His name was Han-gyeol. When his mother called him, she dragged the last syllable just slightly—“Han—gyeol”—as if length itself could stand in for steadfastness. Sightless, his ears grew preternaturally keen. On nights before rain, from the air’s damp weight alone he could imagine the shape of the droplets that would cling under the eaves by dawn. He mapped the world by sound, scent, and warmth: the thin whistle where the wind slipped through floorboard seams; the fine scraping that rose from worn utensils; the rubber-hot breath of the first morning bus as it nosed around the alley corner. On his map, light did not exist—only textures did: rough, sleek, beaded, aching textures.
After his mother died, a single old radio remained. Its wooden body had split to show its grain; the frequency dial had loosened, and metals rasped each time he hunted for a station. When he switched it on, the moldy wallpaper smell shivered faintly, and the rusted antenna, touching the window frame, told him where each broadcast lived by the feel of its hum. When a hymn came through, he bowed his head. At those moments, not-seeing weighed less.
In his early twenties he opened a shoe-repair stand in a market corner—where the air was stitched with rancid frying oil and wet cardboard. The sign read in hand-painted Hangul: Han-gyeol Repair. The student who painted it pressed extra ink into the syllable for “gyeol,” “grain; integrity”—as if to underline his craft. Reading leather by fingertip was his kind of literacy. Real calfskin, gently scratched, raised no powder; synthetics left a faint, oily heat on the palm. When the hammer met a nail square, the shop rang a clear ding; hit slanted, the tone came out dull and kinked. Between ding and dunk he judged the day’s honesty.

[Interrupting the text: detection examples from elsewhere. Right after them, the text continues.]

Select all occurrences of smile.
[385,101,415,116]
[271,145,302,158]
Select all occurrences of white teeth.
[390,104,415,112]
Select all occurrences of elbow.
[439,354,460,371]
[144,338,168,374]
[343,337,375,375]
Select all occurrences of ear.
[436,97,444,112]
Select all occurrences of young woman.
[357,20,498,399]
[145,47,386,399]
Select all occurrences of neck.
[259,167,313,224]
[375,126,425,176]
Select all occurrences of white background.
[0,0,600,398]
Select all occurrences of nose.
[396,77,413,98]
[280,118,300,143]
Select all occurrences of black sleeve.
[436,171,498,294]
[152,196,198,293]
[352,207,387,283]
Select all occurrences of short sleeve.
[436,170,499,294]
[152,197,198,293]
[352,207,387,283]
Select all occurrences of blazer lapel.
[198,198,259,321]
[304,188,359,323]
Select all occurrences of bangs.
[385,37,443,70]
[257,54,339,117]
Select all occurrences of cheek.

At night he handled a frayed Bible until the spine felt like skin. He had never learned braille formally. Instead he traced the page margins, flicked off the sawdust-like grit that settled on the corners, and recited by memory the verses his mother had once read aloud. “Lord, since You have not given me light, grant me instead the heart that can see another.” The prayer cooled in the air and settled on the slick, old floor like glass. No answer came—or perhaps he did not yet know how to recognize one.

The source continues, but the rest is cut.